In this step we use an FTP action to upload our Laravel API. After that, we upload only the dist folder of our Vue Client directory.

      - name: Run Post Deploy Script
        uses: garygrossgarten/github-action-ssh@release
        with:
          command: cd public_html/laravel-app; chmod 755 deploy/deploy.ci.sh; chmod o+x deploy/deploy.ci.sh; ./deploy/deploy.ci.sh; exit;
          host: ${{secrets.SSH_HOST}}
          username: ${{secrets.SSH_USERNAME}}
          passphrase: ${{secrets.SSH_PASSWORD}}
          privateKey: ${{secrets.SSH_PRIVATE_KEY}}
          port: ${{secrets.SSH_PORT}}

Now we’re going to use our SSH action to run a shell deploy script. First we need to make sure give that script the proper permissions. This shell script will do all of the setup we need for Laravel.

Inside of our laravel-app folder, create a folder called deploy and make a file called deploy.ci.sh.

Here’s what the contents of that file will look like:

#!/bin/sh -x

cp .env.ci .env
/opt/cpanel/ea-php74/root/bin/php /opt/cpanel/composer/bin/composer install
/opt/cpanel/ea-php74/root/bin/php artisan down
/opt/cpanel/ea-php74/root/bin/php artisan migrate:fresh --seed -v
/opt/cpanel/ea-php74/root/bin/php artisan storage:link
/opt/cpanel/ea-php74/root/bin/php artisan config:clear
/opt/cpanel/ea-php74/root/bin/php artisan cache:clear
/opt/cpanel/ea-php74/root/bin/php artisan route:clear
/opt/cpanel/ea-php74/root/bin/php artisan view:clear
/opt/cpanel/ea-php74/root/bin/php artisan up

First we copy our environment template for ci and then we run our installs.
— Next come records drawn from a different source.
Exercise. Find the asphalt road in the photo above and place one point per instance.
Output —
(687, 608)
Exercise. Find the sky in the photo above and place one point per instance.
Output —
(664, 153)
You’ll notice that some of these commands look longer than they should be. Please note that these were specific to our environment. Normally you should just be able to use php as our command. Since we had multiple versions of PHP and the main version of PHP on our server was not the most up to date, we had to specify which version to use. You may be in the same boat, but you’ll have to poke around to find the correct path to the version of php you want to use on your server.

That’s all! On your next push you’ll be able to watch your Laravel and Vue JS project get deployed automatically.